From: Kouya Shimura <[email protected]>
Date: Tue, 10 Nov 2015 17:15:26 +0900
Subject: [PATCH net] ipv4: re-create rt_dst when rt_iif doesn't match orig_oif
Otherwise packets sometimes unreach when the socket is bind to a device.
Signed-off-by: Kouya Shimura <[email protected]>
---
net/ipv4/route.c | 2 +-
1 file changed, 1 insertion(+), 1 deletion(-)
diff --git a/net/ipv4/route.c b/net/ipv4/route.c
index 85f184e..546cabe 100644
--- a/net/ipv4/route.c
+++ b/net/ipv4/route.c
@@ -2027,7 +2027,7 @@ static struct rtable *__mkroute_output(const struct fib_result *res,
prth = raw_cpu_ptr(nh->nh_pcpu_rth_output);
}
rth = rcu_dereference(*prth);
- if (rt_cache_valid(rth)) {
+ if (rt_cache_valid(rth) && rth->rt_iif == orig_oif) {
dst_hold(&rth->dst);
return rth;
}
--
1.9.1
Hello,
On Wed, 11 Nov 2015, Kouya Shimura wrote:
> Hi
>
> When both server and client are on the same machine and each their
> socket option is set to SO_BINDTODEVICE, sometimes a packet doesn't
> reach to the server.
>
> The reproducible test program is attached. (modify "IF_ADDR=, IP_ADDR=,
> PORT=" lines appropriately). Please try 'taskset -c 1 python test.py'
> since per cpu data (rt_cache) affects results.

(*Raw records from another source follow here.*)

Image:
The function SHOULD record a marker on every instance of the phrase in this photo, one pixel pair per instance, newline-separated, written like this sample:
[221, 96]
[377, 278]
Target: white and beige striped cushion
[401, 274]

Also 'tcpdump -i lo'
> is helpful for testing. you can see "ICMP udp port unreachable".
>
> In this test program, a packet doesn't pass through the bound
> interface but 'lo' interface. So, it might be granted that local
> communication with SO_BINDTODEVICE socket fails. However, dnsmasq and
> dhcp_release commands rely on it (Actually I've found this issue on
> the OpenStack envirionment) and the test program works well on
> linux-2.6.32 but doesn't work on linux-3.10.0 and 4.3.0.
>
> I'd like to know whether this is a kernel bug or the specification of
> SO_BINDTODEVICE.
My man page does not indicate that SO_BINDTODEVICE
should be relaxed for traffic from loopback but for old
kernels it was really working in this way due to caching
of different orig_oif values and even for mcast/bcast
because ip_mc_output() does not use "lo" for loopback.

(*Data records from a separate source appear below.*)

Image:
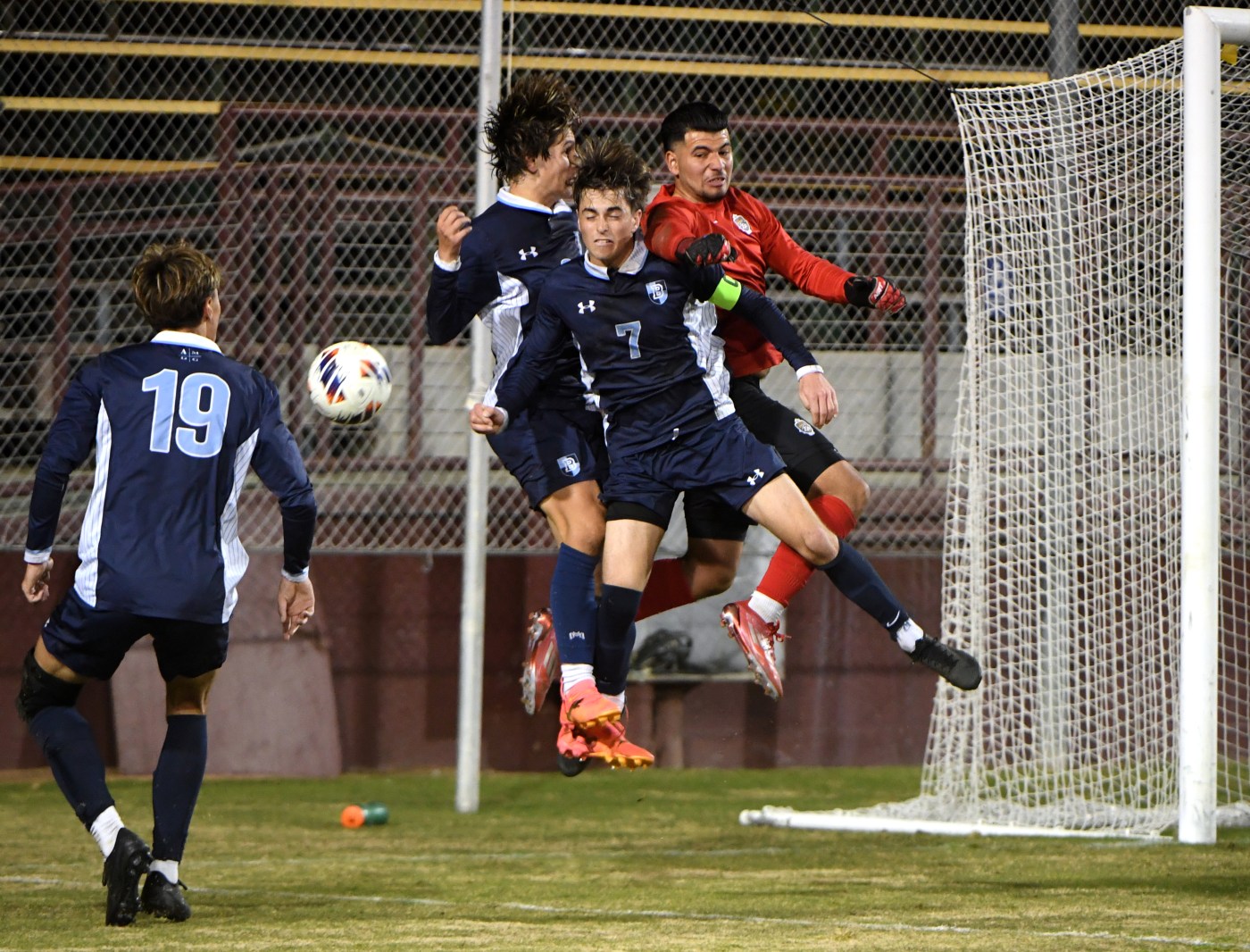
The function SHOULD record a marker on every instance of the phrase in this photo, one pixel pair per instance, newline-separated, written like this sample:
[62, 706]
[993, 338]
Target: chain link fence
[309, 146]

> The attached patch fixes this issue, but no confidence this is a
> right modification.
> diff --git a/net/ipv4/route.c b/net/ipv4/route.c
> index 85f184e..546cabe 100644
> --- a/net/ipv4/route.c
> +++ b/net/ipv4/route.c
> @@ -2027,7 +2027,7 @@ static struct rtable *__mkroute_output(const struct fib_result *res,
> prth = raw_cpu_ptr(nh->nh_pcpu_rth_output);
> }
> rth = rcu_dereference(*prth);
> - if (rt_cache_valid(rth)) {
> + if (rt_cache_valid(rth) && rth->rt_iif == orig_oif) {
> dst_hold(&rth->dst);
> return rth;
> }
So, if the cache contains same orig_oif we will
use it and if it is different we will replace the cache.

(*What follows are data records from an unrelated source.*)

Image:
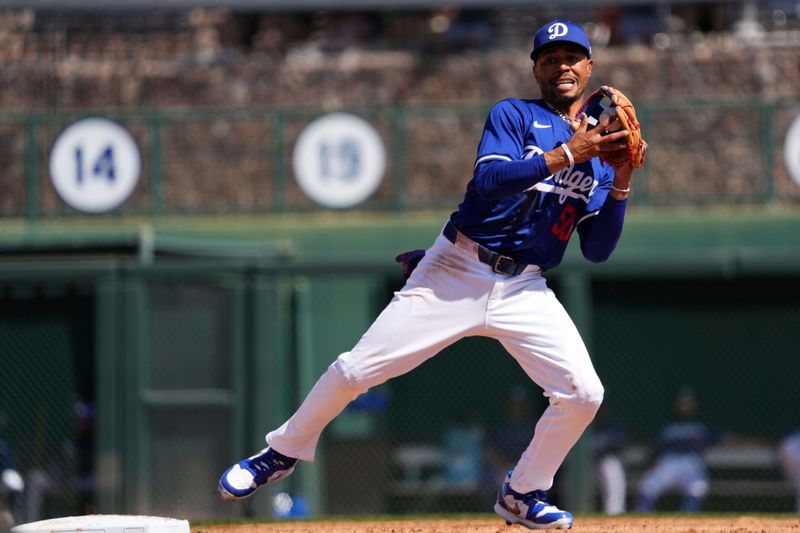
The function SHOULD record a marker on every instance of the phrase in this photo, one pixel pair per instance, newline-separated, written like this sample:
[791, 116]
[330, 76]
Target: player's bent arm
[600, 234]
[496, 178]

While traffics use same orig_oif we will not have
frequent rt_cache_route() calls that replace the cache.
Patch looks ok to me but I'm not sure if we should
worry for the unicast traffic. If we want frequent
updates only for loopback then the check could be:
if (rt_cache_valid(rth) &&
(!(flags & RTCF_LOCAL) || rth->rt_iif == orig_oif)) {
Or the following, it should better cache mcast because
mcast does not use/need the rt_iif check:
if (rt_cache_valid(rth) &&
(type != RTN_LOCAL || rth->rt_iif == orig_oif)) {
Regards
--
Julian Anastasov <[email protected]>